Estos especialistas argumentaban que las investigaciones realizadas por los nazis estaban tan bien hechas y los resultados eran tan precisos, que podían ser de gran utilidad para avanzar en trabajos actuales que se ven frenados por las trabas existentes a la hora de experimentar con humanos.
Los defensores de esta postura argüían que “publicar los detalles de estos experimentos es una manera de lograr que las víctimas de estos experimentos dejen testimonio de su existencia y, al mismo tiempo, hagan de su sacrificio algo benéfico para la sociedad entera”, lo que palabras más, palabras menos, resultaba un sofisma no muy diferente al que planteaba Karl Brandt.
Este debate continuó por un año y medio hasta que se decidió que los documentos médicos extraídos de los campos de concentración seguirían siendo “clasificados”; sin embargo, “esto demuestra la larga vigencia de estos experimentos y cómo aún hoy dividen opiniones.
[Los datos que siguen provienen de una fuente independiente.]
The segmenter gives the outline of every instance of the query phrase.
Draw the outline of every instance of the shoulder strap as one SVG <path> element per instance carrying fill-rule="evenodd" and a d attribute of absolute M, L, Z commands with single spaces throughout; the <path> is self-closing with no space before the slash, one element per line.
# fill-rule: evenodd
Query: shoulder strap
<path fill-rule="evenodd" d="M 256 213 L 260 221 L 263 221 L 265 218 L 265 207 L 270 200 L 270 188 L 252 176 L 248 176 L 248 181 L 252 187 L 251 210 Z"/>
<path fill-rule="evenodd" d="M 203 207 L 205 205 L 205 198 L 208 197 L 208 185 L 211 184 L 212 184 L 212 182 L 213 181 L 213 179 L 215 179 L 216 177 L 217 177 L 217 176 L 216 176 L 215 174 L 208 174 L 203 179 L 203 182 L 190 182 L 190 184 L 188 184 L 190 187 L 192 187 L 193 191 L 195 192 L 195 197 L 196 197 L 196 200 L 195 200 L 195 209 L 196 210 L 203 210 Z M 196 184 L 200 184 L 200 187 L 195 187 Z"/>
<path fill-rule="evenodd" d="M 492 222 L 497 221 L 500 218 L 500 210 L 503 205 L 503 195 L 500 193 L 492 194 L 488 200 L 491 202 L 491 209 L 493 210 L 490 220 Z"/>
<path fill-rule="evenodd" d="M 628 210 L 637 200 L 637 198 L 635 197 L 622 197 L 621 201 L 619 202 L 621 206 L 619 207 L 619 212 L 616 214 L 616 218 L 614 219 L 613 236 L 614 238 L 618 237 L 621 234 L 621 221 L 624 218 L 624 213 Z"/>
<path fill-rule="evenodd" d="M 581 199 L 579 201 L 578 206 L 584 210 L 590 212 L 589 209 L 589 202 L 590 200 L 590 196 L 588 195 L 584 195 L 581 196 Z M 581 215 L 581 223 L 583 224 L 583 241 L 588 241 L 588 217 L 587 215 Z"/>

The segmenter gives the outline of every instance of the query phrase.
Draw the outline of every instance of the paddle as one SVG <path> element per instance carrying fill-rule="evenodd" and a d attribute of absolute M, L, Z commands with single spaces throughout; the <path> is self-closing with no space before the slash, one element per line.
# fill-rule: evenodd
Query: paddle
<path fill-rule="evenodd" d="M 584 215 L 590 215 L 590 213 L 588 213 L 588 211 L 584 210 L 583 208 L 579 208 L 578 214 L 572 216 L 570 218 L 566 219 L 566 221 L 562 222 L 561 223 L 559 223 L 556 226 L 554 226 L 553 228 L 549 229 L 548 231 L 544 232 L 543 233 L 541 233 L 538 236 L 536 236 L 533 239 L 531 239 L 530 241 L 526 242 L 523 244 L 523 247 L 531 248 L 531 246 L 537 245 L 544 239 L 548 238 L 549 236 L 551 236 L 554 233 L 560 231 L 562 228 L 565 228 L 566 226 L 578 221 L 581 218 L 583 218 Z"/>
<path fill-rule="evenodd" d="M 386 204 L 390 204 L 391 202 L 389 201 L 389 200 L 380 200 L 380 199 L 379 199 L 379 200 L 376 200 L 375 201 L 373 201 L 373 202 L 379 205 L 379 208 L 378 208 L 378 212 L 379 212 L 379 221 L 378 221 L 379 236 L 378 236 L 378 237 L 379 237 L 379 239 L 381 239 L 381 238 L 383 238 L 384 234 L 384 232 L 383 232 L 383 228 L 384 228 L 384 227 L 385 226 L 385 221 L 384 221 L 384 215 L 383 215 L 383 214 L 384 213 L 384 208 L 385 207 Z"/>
El año de 1946 quedó hace mucho atrás, pero estos problemas persisten y seguramente seguirán vivos por mucho tiempo”.
Reflexiones de un neurocientífico
“Tras haber vivido la Segunda Guerra Mundial, y después de haber pasado por los Juicios Médicos de Nuremberg, comencé a preguntarme, ¿qué es el odio?”, compartió Edmund Glaser ante investigadores del Instituto de Fisiología Celular de la UNAM.
El también ingeniero eléctrico recordó que su inquietud sobre el tema llegó a ser tanta, que consultó prácticamente todos los diccionarios a su alcance en busca de una definición que lo satisficiera, aunque infructuosamente.
“Lo que encontraba ahí eran sinónimos como ira, enojo, cólera, pero no había nada que me dijera qué era el odio ni cuál su esencia”.
Glaser rápidamente se dio cuenta de que ahí había un gran hueco por llenar, porque aunque los textos legales contemplan este concepto al hablar, por ejemplo, de “crímenes de odio”, y no obstante que también lo hacen disciplinas como la psicología o sociología, “las ciencias que analizan los fenómenos con datos duros no han trabajado al respecto. No hemos puesto al odio en la mesa de disección”.
“La gran pregunta es, ¿por qué la gente odia? ¿Hay algo en sus cerebros que las conduzca a esto?”, preguntó el académico, quien añadió, “yo, como neurocientífico, estoy particularmente interesado en encontrar si existe una región que controle este sentimiento. Si hay centros de enojo y miedo alojados en el sistema límbico, ¿por qué no habría de haber uno para el odio?”, cuestionó.
Indagar sobre este asunto no es baladí, argumentó, pues muchos episodios de nuestra historia se encuentran marcados por este sentimiento tan destructivo; sin embargo, pese a todo, el odio no ha recibido la atención que se merece. “Por eso, en qué consiste el odiar es una pregunta que se encuentra ahí, planteada como un enigma… Esperemos algún día tener el valor de responderla”, concluyó Glaser.
(Texto inédito de una charla en el Instituto de Fisiología Celular en 2010).